精神障害の労災認定基準とは?認定要件など詳細に解説します!
今回は精神障害の労災認定基準についてお話しさせていただきます。
基本的な考え方から細かい認定要件まで詳細に解説します。
ぜひお読みください。
精神障害の労災認定について
精神障害が労災認定されるのは、その発病が仕事による強いストレス(業務による心理的負荷)によるものと判断できる場合に限りますが、仕事によるストレスだけではなく、同時に私生活でのストレス(業務以外の心理的負荷)が強かったり、既往歴やアルコール依存(個体側要因)も関係している場合がありますので、どれが発病の原因なのか、慎重に判断することとなります。
認定基準は?
次の要件をいずれも満たす場合は、業務上の疾病として取り扱われます。
- 認定基準の対象となる精神障害を発病していること
- 認定基準の対象となる精神障害の発病前概ね6ヵ月の間に、業務による強い心理的負荷が認められること
- 業務以外の心理的負荷や個体側要因により発病したとは認められないこと
業務による心理的負荷が認められるとは・・
業務による具体的な出来事があり、その出来事とその後の状況が、労働者に強い心理的負荷を与えたことをいいます。

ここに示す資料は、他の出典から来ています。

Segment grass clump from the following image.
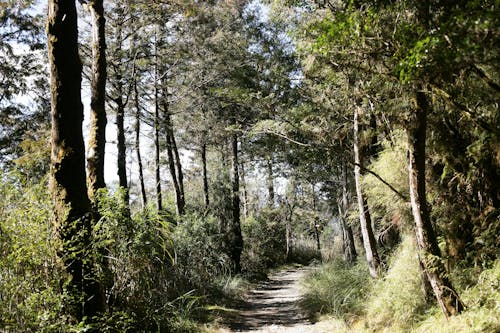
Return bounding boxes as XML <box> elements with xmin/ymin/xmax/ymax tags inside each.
<box><xmin>366</xmin><ymin>236</ymin><xmax>426</xmax><ymax>332</ymax></box>
<box><xmin>301</xmin><ymin>260</ymin><xmax>371</xmax><ymax>319</ymax></box>
<box><xmin>415</xmin><ymin>259</ymin><xmax>500</xmax><ymax>333</ymax></box>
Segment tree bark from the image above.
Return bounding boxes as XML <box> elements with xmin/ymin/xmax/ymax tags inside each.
<box><xmin>87</xmin><ymin>0</ymin><xmax>107</xmax><ymax>201</ymax></box>
<box><xmin>201</xmin><ymin>142</ymin><xmax>210</xmax><ymax>211</ymax></box>
<box><xmin>339</xmin><ymin>159</ymin><xmax>358</xmax><ymax>262</ymax></box>
<box><xmin>408</xmin><ymin>87</ymin><xmax>464</xmax><ymax>317</ymax></box>
<box><xmin>229</xmin><ymin>134</ymin><xmax>243</xmax><ymax>273</ymax></box>
<box><xmin>266</xmin><ymin>156</ymin><xmax>274</xmax><ymax>208</ymax></box>
<box><xmin>164</xmin><ymin>109</ymin><xmax>186</xmax><ymax>215</ymax></box>
<box><xmin>134</xmin><ymin>77</ymin><xmax>148</xmax><ymax>208</ymax></box>
<box><xmin>354</xmin><ymin>106</ymin><xmax>380</xmax><ymax>277</ymax></box>
<box><xmin>153</xmin><ymin>33</ymin><xmax>163</xmax><ymax>212</ymax></box>
<box><xmin>240</xmin><ymin>162</ymin><xmax>248</xmax><ymax>221</ymax></box>
<box><xmin>169</xmin><ymin>122</ymin><xmax>186</xmax><ymax>215</ymax></box>
<box><xmin>47</xmin><ymin>0</ymin><xmax>104</xmax><ymax>321</ymax></box>
<box><xmin>116</xmin><ymin>96</ymin><xmax>128</xmax><ymax>189</ymax></box>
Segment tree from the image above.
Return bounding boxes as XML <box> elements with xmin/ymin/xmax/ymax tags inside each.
<box><xmin>47</xmin><ymin>0</ymin><xmax>104</xmax><ymax>321</ymax></box>
<box><xmin>354</xmin><ymin>105</ymin><xmax>380</xmax><ymax>277</ymax></box>
<box><xmin>87</xmin><ymin>0</ymin><xmax>107</xmax><ymax>200</ymax></box>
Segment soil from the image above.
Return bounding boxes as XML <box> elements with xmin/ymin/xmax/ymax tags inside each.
<box><xmin>228</xmin><ymin>267</ymin><xmax>313</xmax><ymax>333</ymax></box>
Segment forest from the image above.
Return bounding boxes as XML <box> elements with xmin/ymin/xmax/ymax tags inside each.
<box><xmin>0</xmin><ymin>0</ymin><xmax>500</xmax><ymax>333</ymax></box>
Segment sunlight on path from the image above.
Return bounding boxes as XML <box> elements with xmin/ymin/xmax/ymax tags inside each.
<box><xmin>229</xmin><ymin>267</ymin><xmax>329</xmax><ymax>333</ymax></box>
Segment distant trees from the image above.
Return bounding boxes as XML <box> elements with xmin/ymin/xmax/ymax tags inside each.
<box><xmin>0</xmin><ymin>0</ymin><xmax>500</xmax><ymax>326</ymax></box>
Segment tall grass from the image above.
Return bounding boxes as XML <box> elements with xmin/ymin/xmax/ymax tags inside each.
<box><xmin>301</xmin><ymin>260</ymin><xmax>371</xmax><ymax>319</ymax></box>
<box><xmin>365</xmin><ymin>236</ymin><xmax>426</xmax><ymax>331</ymax></box>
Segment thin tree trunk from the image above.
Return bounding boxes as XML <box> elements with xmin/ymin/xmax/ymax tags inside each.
<box><xmin>339</xmin><ymin>159</ymin><xmax>358</xmax><ymax>262</ymax></box>
<box><xmin>153</xmin><ymin>32</ymin><xmax>163</xmax><ymax>212</ymax></box>
<box><xmin>408</xmin><ymin>87</ymin><xmax>464</xmax><ymax>317</ymax></box>
<box><xmin>166</xmin><ymin>123</ymin><xmax>184</xmax><ymax>215</ymax></box>
<box><xmin>229</xmin><ymin>134</ymin><xmax>243</xmax><ymax>273</ymax></box>
<box><xmin>170</xmin><ymin>125</ymin><xmax>186</xmax><ymax>215</ymax></box>
<box><xmin>116</xmin><ymin>98</ymin><xmax>128</xmax><ymax>191</ymax></box>
<box><xmin>47</xmin><ymin>0</ymin><xmax>104</xmax><ymax>321</ymax></box>
<box><xmin>354</xmin><ymin>106</ymin><xmax>380</xmax><ymax>277</ymax></box>
<box><xmin>201</xmin><ymin>142</ymin><xmax>210</xmax><ymax>211</ymax></box>
<box><xmin>311</xmin><ymin>184</ymin><xmax>321</xmax><ymax>255</ymax></box>
<box><xmin>134</xmin><ymin>77</ymin><xmax>148</xmax><ymax>208</ymax></box>
<box><xmin>240</xmin><ymin>162</ymin><xmax>248</xmax><ymax>221</ymax></box>
<box><xmin>266</xmin><ymin>156</ymin><xmax>274</xmax><ymax>208</ymax></box>
<box><xmin>164</xmin><ymin>111</ymin><xmax>186</xmax><ymax>215</ymax></box>
<box><xmin>87</xmin><ymin>0</ymin><xmax>107</xmax><ymax>201</ymax></box>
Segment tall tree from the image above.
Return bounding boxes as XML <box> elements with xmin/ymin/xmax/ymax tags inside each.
<box><xmin>47</xmin><ymin>0</ymin><xmax>104</xmax><ymax>321</ymax></box>
<box><xmin>354</xmin><ymin>105</ymin><xmax>380</xmax><ymax>277</ymax></box>
<box><xmin>87</xmin><ymin>0</ymin><xmax>107</xmax><ymax>200</ymax></box>
<box><xmin>228</xmin><ymin>134</ymin><xmax>243</xmax><ymax>273</ymax></box>
<box><xmin>408</xmin><ymin>86</ymin><xmax>464</xmax><ymax>316</ymax></box>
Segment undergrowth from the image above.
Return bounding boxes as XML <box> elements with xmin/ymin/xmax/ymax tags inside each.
<box><xmin>301</xmin><ymin>260</ymin><xmax>371</xmax><ymax>319</ymax></box>
<box><xmin>302</xmin><ymin>236</ymin><xmax>500</xmax><ymax>333</ymax></box>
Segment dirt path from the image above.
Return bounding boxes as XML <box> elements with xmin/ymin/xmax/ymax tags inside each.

また、心理的負荷の強度は、「本人がその出来事及び出来事に伴う変化等を主観的にどう受け止めたかではなく、同種の労働者が、一般的にどう受け止めるかという観点から検討されなければならない」(厚生労働省 労働基準局の認定基準 平成11.9.14 基発第544号)とされています。
同種の労働者とは、職種、職場における立場や職責、年齢、経験などが類似する人をいいます。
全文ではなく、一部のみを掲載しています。